Call-to-action event highlights author’s research on health disparity and race

minute read

Written by Laura Veith on September 16, 2022
What You Need To Know

“Under the Skin: The Hidden Toll of Racism on American Lives and on the Health of Our Nation” tells the story of racial health disparities in America by revealing the toll racism takes on individuals and on public health.

Disparities in healthcare and health outcomes are not solely about income. Or education. Or access, according to author Linda Villarosa. They are also about race.

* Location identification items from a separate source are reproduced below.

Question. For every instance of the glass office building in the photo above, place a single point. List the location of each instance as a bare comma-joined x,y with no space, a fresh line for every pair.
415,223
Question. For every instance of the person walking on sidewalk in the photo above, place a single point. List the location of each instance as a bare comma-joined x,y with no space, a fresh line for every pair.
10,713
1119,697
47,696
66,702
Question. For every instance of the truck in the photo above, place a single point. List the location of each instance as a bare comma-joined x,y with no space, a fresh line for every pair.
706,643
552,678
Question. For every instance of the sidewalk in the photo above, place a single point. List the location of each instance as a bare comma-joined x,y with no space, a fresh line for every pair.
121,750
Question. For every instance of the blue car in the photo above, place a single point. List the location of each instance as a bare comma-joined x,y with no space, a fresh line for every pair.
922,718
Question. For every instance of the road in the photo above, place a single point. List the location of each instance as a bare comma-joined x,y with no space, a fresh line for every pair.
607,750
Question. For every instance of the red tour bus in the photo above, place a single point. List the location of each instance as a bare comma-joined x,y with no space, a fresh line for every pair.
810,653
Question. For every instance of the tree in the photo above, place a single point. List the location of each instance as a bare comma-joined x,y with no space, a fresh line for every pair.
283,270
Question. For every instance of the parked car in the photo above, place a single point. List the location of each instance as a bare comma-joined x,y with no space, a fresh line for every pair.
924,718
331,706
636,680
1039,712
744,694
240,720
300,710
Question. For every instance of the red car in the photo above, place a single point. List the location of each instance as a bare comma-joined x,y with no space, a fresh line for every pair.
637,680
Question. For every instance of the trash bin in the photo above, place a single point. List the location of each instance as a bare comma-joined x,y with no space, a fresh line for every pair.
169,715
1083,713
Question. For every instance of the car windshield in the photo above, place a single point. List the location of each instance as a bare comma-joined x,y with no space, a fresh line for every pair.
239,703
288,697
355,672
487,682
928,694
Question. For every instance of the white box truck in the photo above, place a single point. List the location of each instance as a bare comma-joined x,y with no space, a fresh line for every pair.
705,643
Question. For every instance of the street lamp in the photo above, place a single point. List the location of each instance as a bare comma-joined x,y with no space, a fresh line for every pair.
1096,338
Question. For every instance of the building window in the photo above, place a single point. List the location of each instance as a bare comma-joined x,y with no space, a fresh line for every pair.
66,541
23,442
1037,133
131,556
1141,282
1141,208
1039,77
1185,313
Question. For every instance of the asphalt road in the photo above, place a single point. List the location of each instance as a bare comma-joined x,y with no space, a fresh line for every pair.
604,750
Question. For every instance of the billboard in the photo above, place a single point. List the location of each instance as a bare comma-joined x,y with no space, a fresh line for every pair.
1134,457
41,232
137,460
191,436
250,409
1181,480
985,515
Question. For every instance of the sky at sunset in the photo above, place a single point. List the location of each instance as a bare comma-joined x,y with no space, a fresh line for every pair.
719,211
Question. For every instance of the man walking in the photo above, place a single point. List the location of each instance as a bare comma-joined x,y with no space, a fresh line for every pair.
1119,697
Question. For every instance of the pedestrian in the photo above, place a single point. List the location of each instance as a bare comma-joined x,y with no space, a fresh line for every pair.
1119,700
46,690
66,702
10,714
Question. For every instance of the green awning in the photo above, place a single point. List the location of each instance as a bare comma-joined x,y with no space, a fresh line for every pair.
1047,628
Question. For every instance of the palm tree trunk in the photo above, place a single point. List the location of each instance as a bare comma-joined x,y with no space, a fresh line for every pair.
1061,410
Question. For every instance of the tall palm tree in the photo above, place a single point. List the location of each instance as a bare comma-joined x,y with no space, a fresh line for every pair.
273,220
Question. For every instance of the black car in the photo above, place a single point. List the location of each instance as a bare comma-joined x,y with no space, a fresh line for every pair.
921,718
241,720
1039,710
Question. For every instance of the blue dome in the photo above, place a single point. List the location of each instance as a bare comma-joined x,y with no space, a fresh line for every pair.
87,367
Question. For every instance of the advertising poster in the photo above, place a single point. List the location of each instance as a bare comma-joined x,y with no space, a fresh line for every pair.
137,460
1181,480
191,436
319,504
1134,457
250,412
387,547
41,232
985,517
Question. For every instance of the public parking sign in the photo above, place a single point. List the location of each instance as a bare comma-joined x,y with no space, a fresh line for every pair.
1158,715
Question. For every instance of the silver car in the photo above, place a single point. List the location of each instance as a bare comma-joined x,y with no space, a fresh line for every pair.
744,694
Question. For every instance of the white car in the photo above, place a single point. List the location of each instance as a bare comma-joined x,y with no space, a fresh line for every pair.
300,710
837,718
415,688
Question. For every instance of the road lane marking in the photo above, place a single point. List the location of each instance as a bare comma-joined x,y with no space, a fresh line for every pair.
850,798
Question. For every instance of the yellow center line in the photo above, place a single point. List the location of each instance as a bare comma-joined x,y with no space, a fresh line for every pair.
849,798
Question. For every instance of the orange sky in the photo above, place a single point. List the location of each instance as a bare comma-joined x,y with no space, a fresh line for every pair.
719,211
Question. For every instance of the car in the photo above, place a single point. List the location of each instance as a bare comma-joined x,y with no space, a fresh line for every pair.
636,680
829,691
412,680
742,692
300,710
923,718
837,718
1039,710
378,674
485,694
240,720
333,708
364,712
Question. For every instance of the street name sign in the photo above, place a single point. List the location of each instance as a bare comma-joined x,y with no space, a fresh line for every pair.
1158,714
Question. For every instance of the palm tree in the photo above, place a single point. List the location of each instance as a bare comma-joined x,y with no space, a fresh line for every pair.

The author of the recently published book “Under the Skin: The Hidden Toll of Racism on American Lives and on the Health of Our Nation” spoke at the University of Colorado Anschutz Medical Campus on Sept. 14 on issues surrounding racial equity and social justice.

Regina Richards, PhD, MSW, vice chancellor of diversity, equity, inclusion and community engagement, emphasized that the discussion was a call to the community for action.

“This event is a call to action to do our part, individually and collectively, to dismantle structural racism, intentionally rebuild through policies, organizations and proceedings, and transform our communities,” Richards said. “We are pursuing an equity culture that values all persons’ humanity and lived experiences.”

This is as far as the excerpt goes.